Pada tahap kedua, sukacita kita selama Natal sering kali dihubungkan dengan banyaknya kaitan makna yang kita ciptakan dengan anggota-anggota keluarga. Sebaliknya, pada tahap kedua ini, stres biasanya menunjukkan kehadirannya ketika harapan-harapan keluarga tidak terpenuhi. Jika seorang kerabat yang terkasih tidak mengunjungi kita, atau jika satu anggota keluarga mengatakan sesuatu yang menyinggung ketika berada di meja makan, hal ini dapat merusak Natal bagi seseorang yang berada pada tahap kedua.

Dan tentunya, banyak dari kita yang merasa bahwa stres yang paling berat dalam tahap kedua adalah upaya kita untuk merayakan Natal selagi masih merasakan kesedihan karena kematian seseorang yang dekat dengan kita.
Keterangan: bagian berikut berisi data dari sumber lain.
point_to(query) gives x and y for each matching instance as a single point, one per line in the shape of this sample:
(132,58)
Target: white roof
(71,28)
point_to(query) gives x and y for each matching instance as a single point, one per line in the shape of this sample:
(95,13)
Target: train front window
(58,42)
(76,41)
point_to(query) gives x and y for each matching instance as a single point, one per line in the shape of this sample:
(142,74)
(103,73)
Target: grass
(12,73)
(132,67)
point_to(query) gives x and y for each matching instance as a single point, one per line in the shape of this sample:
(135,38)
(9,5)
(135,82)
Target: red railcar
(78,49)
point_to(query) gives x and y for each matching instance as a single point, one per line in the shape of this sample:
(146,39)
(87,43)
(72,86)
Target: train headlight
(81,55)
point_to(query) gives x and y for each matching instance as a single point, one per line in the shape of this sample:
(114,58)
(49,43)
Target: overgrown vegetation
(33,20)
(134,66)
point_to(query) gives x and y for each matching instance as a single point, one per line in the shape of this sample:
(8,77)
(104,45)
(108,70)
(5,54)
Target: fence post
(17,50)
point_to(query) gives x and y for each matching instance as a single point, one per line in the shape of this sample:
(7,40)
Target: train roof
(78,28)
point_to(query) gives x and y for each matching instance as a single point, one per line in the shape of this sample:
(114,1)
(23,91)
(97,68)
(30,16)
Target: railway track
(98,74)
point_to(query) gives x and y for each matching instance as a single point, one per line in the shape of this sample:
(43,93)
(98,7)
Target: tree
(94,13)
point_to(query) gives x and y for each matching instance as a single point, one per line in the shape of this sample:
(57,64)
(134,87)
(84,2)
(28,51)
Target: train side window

Bagi orang-orang yang berada di tahap kedua pada pengertian mereka tentang Natal, masa-masa Natal ini benar-benar menyedihkan.

Kini, sebelum saya memperkenalkan tahap ketiga, saya ingin menceritakan hal-hal pribadi termasuk judul-judul khotbah yang hampir dibuat untuk tata ibadah malam itu.

Judul khotbah pertama yang saya pikir akan saya gunakan adalah "Mengapa saya merasa takut dengan Natal?" Judul khotbah kedua yang saya pertimbangkan adalah "Mengapa beberapa orang tinggal di rumah pada malam Natal?" Judul khotbah ketiga adalah "Jika Natal seharusnya menjadi momen penuh sukacita, mengapa saya menangis setiap tahun?"

Saya memahami bahwa Natal adalah masa yang menyedihkan setiap tahun bagi banyak orang. Saya mengalaminya pertama kali saat saya merayakan Natal pada usia dua belas tahun, empat bulan setelah kematian ayah saya. Dampak dari kematian ayah saya membuat Natal kami terasa hampa dan berat. Natal tidak lagi sama seperti sebelumnya sejak saat itu. Anak laki-laki yang terbiasa tidak sabar menghitung hari-hari menjelang Natal, mulai merasa takut menghadapi Natal. Akhirnya, air mata mengalir untuk menepis depresi.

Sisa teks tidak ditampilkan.